Still, we wanted to see this fight. Or did.

“To be treated like this is insulting to a hardcore boxing fan like myself,” he stated, obviously pissed.

He then said Bob Arum and Don King, who were promoting this show, should “give us some fights for free or to charity.” Now he was rolling.

“I’d rather see Mitch ‘Blood’ Green fight Butterbean anyway,” he added. He might be able to, if he is willing to travel to the Convention Center in Ft. Smith, Arkansas, where they are scheduled to fight July 22. But if that fight is also on pay-per-view, well, just connect the dots.

The only good thing to come out of all this is that this tenth-round brawl was not seen by a wider audience than those who forked over the 45 bucks and had cable or satellite companies who actually delivered the signal.

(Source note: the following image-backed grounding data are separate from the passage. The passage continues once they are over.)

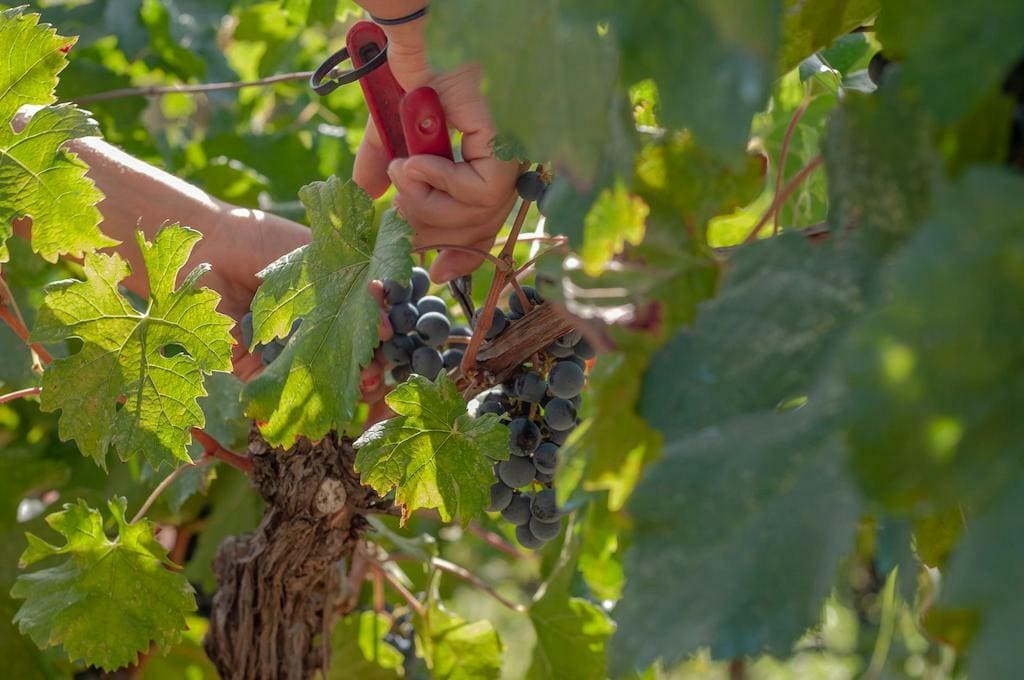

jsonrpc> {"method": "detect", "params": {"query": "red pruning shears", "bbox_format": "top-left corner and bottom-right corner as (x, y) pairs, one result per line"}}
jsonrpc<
(312, 21), (474, 317)
(311, 20), (453, 163)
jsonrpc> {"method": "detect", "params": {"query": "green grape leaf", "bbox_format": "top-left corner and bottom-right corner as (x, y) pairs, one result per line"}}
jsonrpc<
(243, 177), (410, 446)
(610, 401), (861, 672)
(846, 167), (1024, 512)
(30, 225), (235, 470)
(427, 0), (617, 180)
(603, 1), (783, 158)
(824, 91), (936, 248)
(527, 528), (614, 679)
(618, 234), (871, 669)
(137, 615), (218, 680)
(354, 374), (508, 524)
(577, 497), (626, 602)
(328, 611), (404, 680)
(0, 8), (116, 263)
(10, 497), (196, 671)
(417, 604), (503, 680)
(192, 372), (250, 455)
(932, 476), (1024, 680)
(779, 0), (880, 71)
(876, 0), (1024, 123)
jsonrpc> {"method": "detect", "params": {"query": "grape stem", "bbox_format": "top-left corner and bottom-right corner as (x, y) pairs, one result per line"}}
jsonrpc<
(468, 520), (527, 559)
(74, 70), (315, 104)
(367, 557), (426, 617)
(412, 243), (509, 271)
(389, 554), (527, 613)
(131, 457), (213, 525)
(0, 386), (42, 405)
(0, 281), (53, 366)
(191, 428), (253, 473)
(744, 155), (823, 244)
(773, 93), (813, 235)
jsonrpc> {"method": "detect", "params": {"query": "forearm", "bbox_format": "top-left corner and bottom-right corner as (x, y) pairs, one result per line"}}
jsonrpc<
(67, 138), (297, 295)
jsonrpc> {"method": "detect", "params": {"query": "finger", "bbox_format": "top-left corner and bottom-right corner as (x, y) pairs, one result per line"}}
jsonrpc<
(354, 119), (392, 199)
(378, 309), (393, 342)
(402, 154), (518, 208)
(390, 160), (510, 231)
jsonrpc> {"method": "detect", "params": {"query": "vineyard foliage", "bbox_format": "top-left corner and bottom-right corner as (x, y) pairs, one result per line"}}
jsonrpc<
(0, 0), (1022, 678)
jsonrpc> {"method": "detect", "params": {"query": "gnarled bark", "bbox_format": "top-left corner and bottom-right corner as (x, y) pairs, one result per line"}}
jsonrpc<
(204, 430), (393, 680)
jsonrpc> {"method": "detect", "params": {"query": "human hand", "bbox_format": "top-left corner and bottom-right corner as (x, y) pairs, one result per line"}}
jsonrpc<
(352, 21), (519, 283)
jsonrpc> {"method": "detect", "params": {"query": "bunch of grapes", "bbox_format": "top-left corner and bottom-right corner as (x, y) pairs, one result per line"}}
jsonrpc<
(475, 303), (593, 550)
(379, 266), (471, 383)
(377, 258), (592, 550)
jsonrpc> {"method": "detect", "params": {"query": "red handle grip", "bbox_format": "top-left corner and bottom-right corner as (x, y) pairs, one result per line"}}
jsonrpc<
(401, 87), (454, 160)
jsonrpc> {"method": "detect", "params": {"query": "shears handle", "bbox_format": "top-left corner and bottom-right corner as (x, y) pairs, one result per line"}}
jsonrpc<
(347, 21), (454, 162)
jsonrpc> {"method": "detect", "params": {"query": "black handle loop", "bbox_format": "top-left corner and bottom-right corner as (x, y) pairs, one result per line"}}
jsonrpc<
(310, 44), (389, 96)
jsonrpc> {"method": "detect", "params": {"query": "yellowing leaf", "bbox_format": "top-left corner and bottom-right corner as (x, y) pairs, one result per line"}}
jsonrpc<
(580, 183), (648, 276)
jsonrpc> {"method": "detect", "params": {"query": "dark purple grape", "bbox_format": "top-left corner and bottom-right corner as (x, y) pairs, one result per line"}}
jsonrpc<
(508, 286), (542, 317)
(516, 522), (546, 550)
(240, 311), (254, 349)
(868, 52), (892, 87)
(533, 442), (558, 474)
(573, 337), (595, 360)
(382, 334), (415, 365)
(546, 427), (573, 445)
(549, 360), (585, 399)
(544, 398), (577, 431)
(442, 348), (463, 370)
(411, 346), (443, 380)
(416, 295), (448, 316)
(390, 363), (412, 383)
(389, 302), (419, 335)
(498, 456), (536, 488)
(501, 493), (531, 525)
(531, 489), (559, 522)
(546, 341), (574, 359)
(488, 482), (514, 512)
(508, 417), (541, 456)
(410, 267), (430, 301)
(529, 516), (561, 541)
(477, 400), (506, 417)
(450, 325), (472, 338)
(261, 339), (284, 365)
(416, 311), (451, 347)
(513, 372), (548, 403)
(472, 307), (508, 341)
(535, 471), (554, 484)
(555, 330), (582, 348)
(516, 170), (548, 202)
(384, 279), (412, 304)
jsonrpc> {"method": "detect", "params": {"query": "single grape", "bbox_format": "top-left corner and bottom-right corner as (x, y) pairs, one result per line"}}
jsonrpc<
(501, 493), (532, 525)
(513, 371), (548, 403)
(533, 442), (558, 474)
(240, 311), (254, 349)
(499, 456), (536, 488)
(410, 267), (431, 301)
(508, 417), (541, 456)
(411, 346), (443, 380)
(508, 286), (543, 317)
(516, 170), (548, 202)
(545, 341), (574, 359)
(383, 279), (412, 304)
(529, 516), (561, 541)
(450, 325), (473, 338)
(487, 482), (514, 512)
(389, 302), (419, 335)
(416, 295), (448, 317)
(535, 471), (554, 484)
(549, 360), (585, 399)
(442, 348), (464, 370)
(868, 52), (892, 87)
(261, 339), (284, 365)
(472, 307), (508, 341)
(416, 311), (452, 347)
(477, 400), (506, 417)
(555, 330), (582, 348)
(482, 388), (512, 411)
(515, 523), (546, 550)
(391, 363), (412, 383)
(531, 489), (559, 522)
(382, 334), (415, 365)
(544, 398), (577, 431)
(573, 337), (595, 360)
(546, 427), (573, 446)
(569, 394), (582, 409)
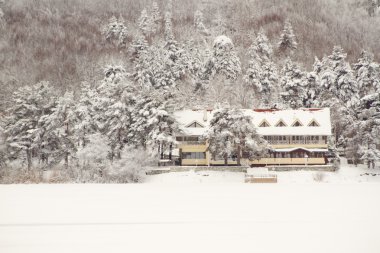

That a brawl took place should not have been unexpected, since those who were promoting this fight were in essence trying to stir up bad blood between the fighters and their camps by calling it “Sworn Enemies”. Both Floyd Mayweather Jr. and Zab Judah, at the kickoff New York press conference in February and all throughout the fight’s build-up, stressed that they did not hate each other and actually respected one another. Of course, they each added that they had a job to do in the ring, but that is precisely what they were being paid to do.

Perhaps the real “Sworn Enemies” of HBO are – everyone else in boxing. Their next pay-per-views, in May and June, each directly compete with live televised cards in the U.S. The May 6 De La Hoya-Mayorga pay-per-view from Las Vegas conflicts with a live Don King-promoted card being televised on Showtime from Worcester, Mass. (King also promotes Mayorga, and has not announced where he will be that night.) The June 10 Tarver-Hopkins pay-per-view from Atlantic City conflicts with a Bob Arum-promoted pay-per-view from Madison Square Garden headlined by Miguel Cotto vs. Paulie Malignaggi.

What’s good for HBO and its pay-per-view arm may not be good for boxing. But it certainly is good for the Time Warner stockholders. HBO’s profits have been rising in recent years, reportedly totaling more than $1 BILLION in 2004.

That’s profits, not revenue.

So they might not miss Aaron’s 45 bills. HBO is one of the most, if not THE most, profitable television networks in history. Remember that the next time you have to scrimp and save to pay that cable bill.

The fighters might miss the moolah, however, since they get a portion of the pay-per-view revenues.

If some of this sounds familiar, that’s because when I went over to Aaron’s to watch the Roy Jones Jr.-John Ruiz pay-per-view three years ago, the picture went out after a couple of rounds. Now Time Warner has improved its service so much that he couldn’t even order the pay-per-view at all or reach any of their reps by phone.

Meanwhile, a free UFC show was playing on Spike TV.

After we gave up, I went back home to catch the results on the Internet, and also track down someone who was watching the show. I spoke on the phone with my friend Mo Lawal, who is a U.S. freestyle wrestling champion and also a huge boxing fan. He was watching the fight with friends at the Olympic Training Center in Colorado Springs, so I got the play-by-play over the phone of the last few rounds, including the brawl after the tenth round, and the results.Mo, by the way, competes this coming weekend in Las Vegas in the U.S. National Wrestling Championships. As the defending national champion, he is ranked number one at 185 lbs./84 kg and is favored to repeat.

After this little adventure, I did get a chance to meet up with Cynthia Chaplin and head down to the 12th anniversary celebration at Doc Holliday’s Bar in the East Village. That was a load of fun and redeemed the night. This bar as always was filled with many people whom I know are boxing fans, including the bartender extraordinaire and manager Joanna, and one of the bouncers who was actually wearing a boxing shirt. Some folks there are or have been connected to the boxing world in various ways, either directly or through family.

But as all my rowdy friends partied on, and it got to be closing time, something stood out: No one, not one, asked me who won the fight, or anything else about it.